A large-scale kinematic study of molecular gas in high-z cluster galaxies: Evidence for high levels of kinematic asymmetry

TL;DR

This study uses ALMA to analyze the molecular gas kinematics in 25 high-redshift cluster galaxies, revealing high levels of kinematic asymmetry likely driven by environmental interactions, marking a significant step in understanding galaxy evolution in dense environments.

Contribution

First large-scale analysis of molecular gas kinematics in high-redshift cluster galaxies, highlighting environmental effects on galaxy dynamics at z~1.6.

Findings

Majority of galaxies show high kinematic asymmetry compared to field galaxies.

Some galaxies exhibit asymmetry up to 50 times higher than in the field.

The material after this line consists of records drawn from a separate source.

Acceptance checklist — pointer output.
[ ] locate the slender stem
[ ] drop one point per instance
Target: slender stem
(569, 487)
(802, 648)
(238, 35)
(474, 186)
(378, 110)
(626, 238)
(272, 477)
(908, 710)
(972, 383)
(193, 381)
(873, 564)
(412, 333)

Evidence of tidal and ram pressure interactions affecting galaxy kinematics.

Abstract

We investigate the resolved kinematics of the molecular gas, as traced by ALMA in CO (2-1), of 25 cluster member galaxies across three different clusters at a redshift of $z\sim1.6$. This is the first large-scale analysis of the molecular gas kinematics of cluster galaxies at this redshift. By separately estimating the rotation curve of the approaching and receding side of each galaxy via kinematic modeling, we quantify the difference in total circular velocity to characterize the overall kinematic asymmetry of each galaxy. 3/14 of the galaxies in our sample that we are able to model have similar degrees of asymmetry as that observed in galaxies in the field at similar redshift. However, this leaved 11/14 galaxies in our sample with significantly higher asymmetry, and some of these galaxies have degrees of asymmetry of up to $\sim$50 times higher than field galaxies observed at similar redshift. Some of these extreme cases also have one-sided tail-like morphology seen in the molecular gas, supporting a scenario of tidal and/or ram pressure interaction. Such stark differences in the kinematic asymmetry in clusters versus the field suggest the evolutionary influence of dense environments, established as being a major driver of galaxy evolution at low-redshift, is also active in the high-redshift universe.